The palm lorikeet (Vini palmarum) is a species of parrot in the family Psittaculidae. It is found in the Santa Cruz Islands and Vanuatu. Its natural habitats are subtropical or tropical moist lowland forest, subtropical or tropical moist montane forest and plantations. It is threatened by habitat loss.

==Taxonomy==
The palm lorikeet was formally described in 1788 by the German naturalist Johann Friedrich Gmelin in his revised and expanded edition of Carl Linnaeus's Systema Naturae. He placed it with all the other parrots in the genus Psittacus and coined the binomial name Psittacus palmarum. Gmelin based his description on the "Palm parrot" that had been described in 1781 by the English ornithologist John Latham in his A General Synopsis of Birds.
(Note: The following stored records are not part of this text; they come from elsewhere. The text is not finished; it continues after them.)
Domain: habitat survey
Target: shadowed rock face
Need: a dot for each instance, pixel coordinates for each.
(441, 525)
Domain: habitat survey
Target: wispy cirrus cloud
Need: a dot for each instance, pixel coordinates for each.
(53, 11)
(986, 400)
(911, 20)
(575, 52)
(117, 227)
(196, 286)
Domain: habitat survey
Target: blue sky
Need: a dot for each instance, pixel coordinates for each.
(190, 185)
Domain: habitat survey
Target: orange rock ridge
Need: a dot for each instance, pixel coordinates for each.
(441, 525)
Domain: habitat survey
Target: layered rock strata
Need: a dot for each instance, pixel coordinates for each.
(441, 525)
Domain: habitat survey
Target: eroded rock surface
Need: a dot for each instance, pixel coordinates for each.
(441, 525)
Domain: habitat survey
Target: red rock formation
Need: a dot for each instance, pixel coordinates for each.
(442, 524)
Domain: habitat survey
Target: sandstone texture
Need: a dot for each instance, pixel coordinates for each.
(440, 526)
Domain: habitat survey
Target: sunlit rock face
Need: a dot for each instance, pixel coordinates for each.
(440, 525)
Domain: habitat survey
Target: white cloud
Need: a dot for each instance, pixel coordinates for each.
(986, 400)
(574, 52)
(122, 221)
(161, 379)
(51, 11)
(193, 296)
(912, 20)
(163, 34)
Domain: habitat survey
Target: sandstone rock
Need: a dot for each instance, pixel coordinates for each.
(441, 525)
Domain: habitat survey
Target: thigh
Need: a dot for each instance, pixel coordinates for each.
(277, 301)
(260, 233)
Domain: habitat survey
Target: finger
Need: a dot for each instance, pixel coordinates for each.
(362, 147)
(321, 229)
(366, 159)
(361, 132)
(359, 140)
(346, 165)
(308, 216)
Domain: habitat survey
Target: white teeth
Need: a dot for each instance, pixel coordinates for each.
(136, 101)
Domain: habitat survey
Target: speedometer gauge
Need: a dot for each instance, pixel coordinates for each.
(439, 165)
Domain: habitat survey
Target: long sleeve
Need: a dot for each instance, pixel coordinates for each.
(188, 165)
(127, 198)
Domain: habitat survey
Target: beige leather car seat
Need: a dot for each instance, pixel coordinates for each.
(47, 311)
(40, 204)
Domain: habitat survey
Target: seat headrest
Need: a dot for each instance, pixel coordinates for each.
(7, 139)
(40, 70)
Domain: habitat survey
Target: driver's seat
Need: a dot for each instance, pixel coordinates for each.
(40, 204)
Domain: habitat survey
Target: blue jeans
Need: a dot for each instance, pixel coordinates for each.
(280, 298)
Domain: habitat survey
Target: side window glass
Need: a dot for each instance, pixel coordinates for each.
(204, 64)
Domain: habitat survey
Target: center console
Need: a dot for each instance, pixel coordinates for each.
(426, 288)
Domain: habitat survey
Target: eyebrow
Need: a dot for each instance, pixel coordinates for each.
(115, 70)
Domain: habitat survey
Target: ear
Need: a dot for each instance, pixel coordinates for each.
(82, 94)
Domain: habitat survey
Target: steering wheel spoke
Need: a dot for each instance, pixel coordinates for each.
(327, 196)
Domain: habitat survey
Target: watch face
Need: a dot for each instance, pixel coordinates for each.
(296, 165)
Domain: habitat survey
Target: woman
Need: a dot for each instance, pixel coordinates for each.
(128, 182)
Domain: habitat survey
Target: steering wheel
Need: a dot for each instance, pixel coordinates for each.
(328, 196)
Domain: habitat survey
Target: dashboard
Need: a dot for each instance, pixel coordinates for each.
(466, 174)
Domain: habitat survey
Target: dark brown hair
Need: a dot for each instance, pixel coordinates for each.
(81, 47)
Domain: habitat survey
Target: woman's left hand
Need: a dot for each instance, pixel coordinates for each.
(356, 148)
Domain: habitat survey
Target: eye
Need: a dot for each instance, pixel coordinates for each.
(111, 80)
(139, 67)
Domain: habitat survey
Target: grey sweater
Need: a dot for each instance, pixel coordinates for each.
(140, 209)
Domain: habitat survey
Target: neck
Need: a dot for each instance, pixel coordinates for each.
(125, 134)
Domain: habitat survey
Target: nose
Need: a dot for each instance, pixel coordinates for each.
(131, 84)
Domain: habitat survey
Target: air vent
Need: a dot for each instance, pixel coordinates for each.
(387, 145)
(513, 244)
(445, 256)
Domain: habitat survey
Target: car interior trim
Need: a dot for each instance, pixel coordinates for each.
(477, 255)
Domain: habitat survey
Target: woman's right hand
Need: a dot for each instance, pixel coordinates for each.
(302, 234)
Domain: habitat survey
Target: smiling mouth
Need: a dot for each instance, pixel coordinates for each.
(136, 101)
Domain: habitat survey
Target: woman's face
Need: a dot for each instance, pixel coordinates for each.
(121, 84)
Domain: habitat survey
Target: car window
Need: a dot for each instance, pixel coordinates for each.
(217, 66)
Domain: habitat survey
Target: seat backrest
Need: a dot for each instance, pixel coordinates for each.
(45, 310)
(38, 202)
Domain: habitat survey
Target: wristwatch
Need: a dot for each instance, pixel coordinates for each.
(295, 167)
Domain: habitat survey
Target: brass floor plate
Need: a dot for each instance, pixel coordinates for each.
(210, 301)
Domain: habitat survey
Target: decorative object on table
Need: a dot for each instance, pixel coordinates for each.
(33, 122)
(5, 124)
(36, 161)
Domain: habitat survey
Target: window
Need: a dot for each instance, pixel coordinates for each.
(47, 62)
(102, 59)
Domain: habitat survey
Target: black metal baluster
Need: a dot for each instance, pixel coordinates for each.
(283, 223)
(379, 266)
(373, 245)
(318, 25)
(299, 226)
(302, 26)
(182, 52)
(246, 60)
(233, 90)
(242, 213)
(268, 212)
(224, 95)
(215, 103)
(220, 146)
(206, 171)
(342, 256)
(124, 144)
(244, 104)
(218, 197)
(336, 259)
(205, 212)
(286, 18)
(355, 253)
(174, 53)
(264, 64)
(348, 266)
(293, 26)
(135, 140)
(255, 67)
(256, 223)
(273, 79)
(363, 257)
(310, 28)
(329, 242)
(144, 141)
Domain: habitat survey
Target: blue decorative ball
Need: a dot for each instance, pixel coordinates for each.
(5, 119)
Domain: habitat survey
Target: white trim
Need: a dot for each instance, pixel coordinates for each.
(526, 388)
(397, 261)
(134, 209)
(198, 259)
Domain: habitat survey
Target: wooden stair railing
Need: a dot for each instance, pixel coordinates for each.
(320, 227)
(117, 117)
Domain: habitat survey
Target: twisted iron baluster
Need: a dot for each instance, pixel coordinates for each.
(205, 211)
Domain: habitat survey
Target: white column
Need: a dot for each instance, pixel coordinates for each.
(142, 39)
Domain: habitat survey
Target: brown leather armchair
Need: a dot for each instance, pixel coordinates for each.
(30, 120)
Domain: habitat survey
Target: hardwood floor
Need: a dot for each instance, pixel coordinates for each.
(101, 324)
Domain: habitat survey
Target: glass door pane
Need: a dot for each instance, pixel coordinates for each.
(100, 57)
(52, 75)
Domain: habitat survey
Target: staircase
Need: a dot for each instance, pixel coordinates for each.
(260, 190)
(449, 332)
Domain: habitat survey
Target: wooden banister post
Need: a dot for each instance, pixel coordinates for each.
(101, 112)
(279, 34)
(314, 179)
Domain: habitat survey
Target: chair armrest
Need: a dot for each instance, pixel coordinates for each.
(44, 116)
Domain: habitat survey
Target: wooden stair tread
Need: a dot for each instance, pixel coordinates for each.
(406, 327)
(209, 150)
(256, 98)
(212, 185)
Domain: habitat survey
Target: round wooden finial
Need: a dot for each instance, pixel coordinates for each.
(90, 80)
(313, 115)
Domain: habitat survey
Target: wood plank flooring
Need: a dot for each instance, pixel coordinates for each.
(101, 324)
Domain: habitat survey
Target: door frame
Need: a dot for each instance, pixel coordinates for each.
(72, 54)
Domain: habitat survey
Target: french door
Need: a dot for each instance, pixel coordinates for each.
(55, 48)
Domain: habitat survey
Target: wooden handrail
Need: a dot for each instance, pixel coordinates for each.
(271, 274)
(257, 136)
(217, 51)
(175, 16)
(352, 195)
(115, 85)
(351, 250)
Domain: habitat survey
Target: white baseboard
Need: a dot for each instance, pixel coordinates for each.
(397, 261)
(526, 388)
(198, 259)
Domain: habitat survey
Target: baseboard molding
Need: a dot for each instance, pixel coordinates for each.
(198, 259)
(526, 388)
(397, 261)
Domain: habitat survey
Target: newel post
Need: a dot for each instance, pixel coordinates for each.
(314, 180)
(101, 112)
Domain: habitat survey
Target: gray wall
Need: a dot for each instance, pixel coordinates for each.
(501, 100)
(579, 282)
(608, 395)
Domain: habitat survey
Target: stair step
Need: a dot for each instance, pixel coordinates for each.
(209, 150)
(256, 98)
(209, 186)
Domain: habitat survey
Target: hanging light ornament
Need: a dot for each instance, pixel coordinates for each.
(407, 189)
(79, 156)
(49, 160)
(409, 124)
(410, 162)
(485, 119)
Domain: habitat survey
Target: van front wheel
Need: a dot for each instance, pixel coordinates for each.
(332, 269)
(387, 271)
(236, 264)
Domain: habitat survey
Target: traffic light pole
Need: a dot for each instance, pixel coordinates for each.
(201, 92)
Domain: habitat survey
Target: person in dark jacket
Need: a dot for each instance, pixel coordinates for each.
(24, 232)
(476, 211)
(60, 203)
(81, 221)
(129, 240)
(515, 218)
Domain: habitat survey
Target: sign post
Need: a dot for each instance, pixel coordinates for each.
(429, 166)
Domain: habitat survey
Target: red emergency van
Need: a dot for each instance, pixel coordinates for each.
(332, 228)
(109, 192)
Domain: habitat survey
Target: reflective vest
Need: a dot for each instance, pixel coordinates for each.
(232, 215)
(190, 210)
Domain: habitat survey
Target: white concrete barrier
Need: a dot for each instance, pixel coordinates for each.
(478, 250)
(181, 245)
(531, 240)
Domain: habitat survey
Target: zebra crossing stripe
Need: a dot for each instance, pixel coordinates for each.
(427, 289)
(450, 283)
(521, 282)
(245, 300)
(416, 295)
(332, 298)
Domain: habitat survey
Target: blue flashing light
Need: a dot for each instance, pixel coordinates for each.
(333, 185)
Latham specified the origin of his specimen as Tanna, one of the islands in the Vanuatu archipelago. The palm lorikeet was formerly placed in the genus Charmosyna. It was moved to the genus Vini based on a molecular phylogenetic study of the lorikeets published in 2020. Vici had been introduced in 1833 by the French naturalist René Lesson.